I snapped the photo, then pushed on her nostril, popping the pea out faster than one of those machines that pops out tennis balls.
“Taken care of,” I pretended to dust my hands.
“Wait Mama, there’s more!” my oldest shouted. She likes to exaggerate, as most kids do.
“I’ve told you before not to tell stories.”
“Mama, I mean it. Look! Look!” she jumped up, pointing and shrieking from the other side of the table. I decided to entertain her and peek. I reclined the high chair and peered up the baby’s nose to find yet another pea. It was within pinky-reach, so I quickly pulled it out.
“Well that’s enough fun for me,” I sighed and walked away, wondering if it was too early for a gigantic glass of wine.
“Mama, I think there’s another one,” my oldest had gotten up from her chair. She had one eye closed while pushing Ash’s nose up, stretching the nostrils wider for a better view. “I see something green!”
“Stop being silly,” I admonished. “It’s probably a booger.”

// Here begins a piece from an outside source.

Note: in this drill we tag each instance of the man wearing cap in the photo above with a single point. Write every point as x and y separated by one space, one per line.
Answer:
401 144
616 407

“No really, Momma! I’ll get Daddy’s flashlight.” She ran to the kitchen, came back with a tiny hand-held light. She shone it up the baby’s nose and there, tucked in the highest part of her nasal cavity, was another freaking pea. They were piled in her nose like lottery balls in the tube, only there wasn’t a prize to win.
“My dear God,” I whispered. “Only my child.” I pulled her out of her highchair and attempted to plug the pea-less nostril whilst blowing into her mouth to get it dislodged. Nothing. I used a nasal aspirator. Nope. That stupid little pea was stuck.

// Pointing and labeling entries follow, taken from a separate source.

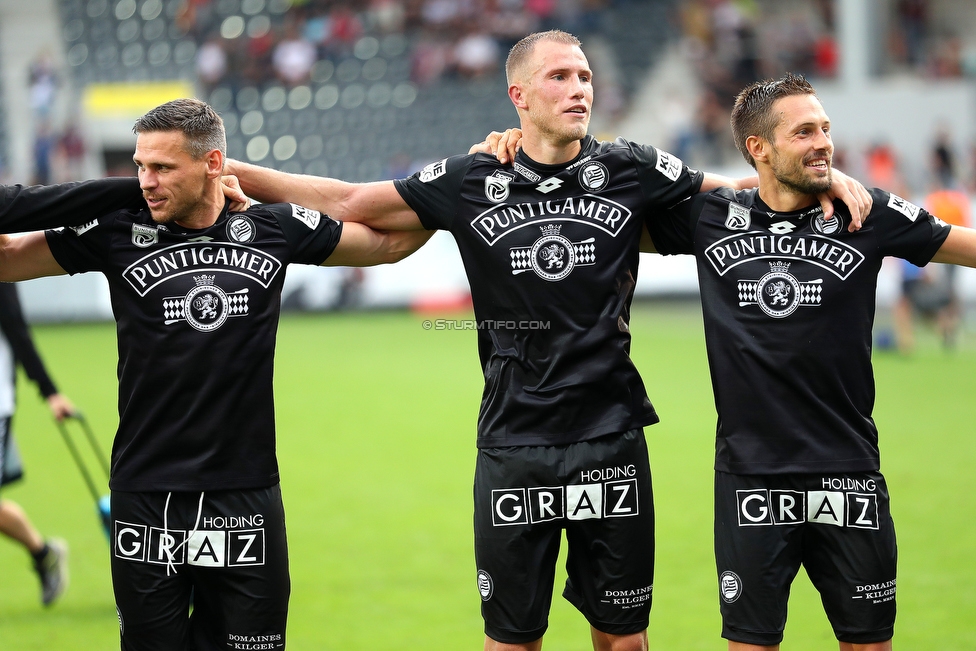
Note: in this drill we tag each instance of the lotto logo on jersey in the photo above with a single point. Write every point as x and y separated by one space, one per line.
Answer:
143 544
855 509
307 216
612 499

We put out a call on Facebook for tips on dislodging objects from body parts, because the people on Facebook are always right. Right? Not surprisingly, nothing helpful came of that, either.

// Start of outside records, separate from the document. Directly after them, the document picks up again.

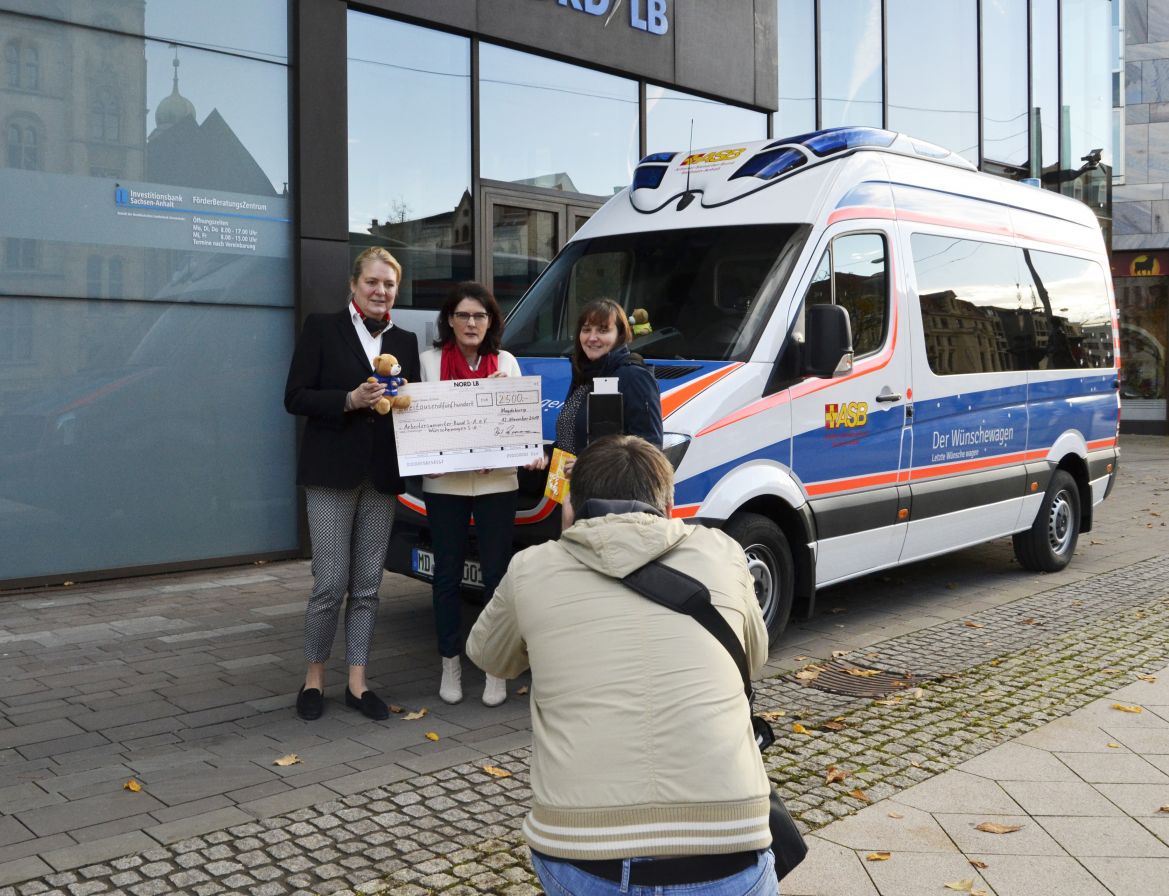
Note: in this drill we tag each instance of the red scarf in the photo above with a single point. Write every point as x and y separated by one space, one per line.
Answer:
454 365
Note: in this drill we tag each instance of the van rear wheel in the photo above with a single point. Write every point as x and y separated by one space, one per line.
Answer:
769 563
1049 544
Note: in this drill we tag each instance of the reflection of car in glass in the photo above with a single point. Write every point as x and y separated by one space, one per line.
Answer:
869 353
163 448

“I don’t know what to do,” I said to my husband. “Maybe it will just fall out on its own?” After many trials, no luck, and a frustrated baby, I called it quits and put both kids in the tub.
A while later, my husband popped his head into the bathroom. “Do we have juice boxes and duct tape? I have an idea.” Good ideas don’t normally start with duct tape, but my husband is resourceful, so I gave him the benefit of the doubt.
“Check the kitchen,” I said, drying off the kids.
When I came out of the bathroom, he had duct taped a juice box straw to a sippy-cup lid and to, finally, the vacuum hose. “This is going to work. I know it,” he said.
“Wait. You want to vacuum the baby’s nose? Are you alright?”
“Yes and yes. You hold her down. Rey, you hold her arms and I’ll use the juice box straw to vacuum out the pea. Are we ready?”
“Oh boy,” I said. “I guess we don’t really have a choice.” I laid Ash on the bed, straddled her gently and held her face so she couldn’t move. Her cheeks were squished together like a little Cabbage Patch Doll. My eldest daughter held her arms firmly in place and my husband carefully put the tiny white straw in the end of her nose. I held my breath as the vacuum hummed, coming to life.
I bit my lip and squinted my eyes, praying that it would work. He slowly pulled the straw back, nanometer by nanometer. Time seemed to stop as more and more of the straw became visible. When the end of the white plastic was finally pulled from her nostril, I could see a tiny green pea stuck to the end. The three of us erupted in joyful hoots and hollers.
Kids do stupid stuff. All the time. And some of the stuff is stupider than other stuff. This, amazingly, sums up what six years of parenting has taught me. So if anyone needs a vacuum attachment for removing small objects from children’s small body parts: noses, ears, etc., I have one and it works like a charm.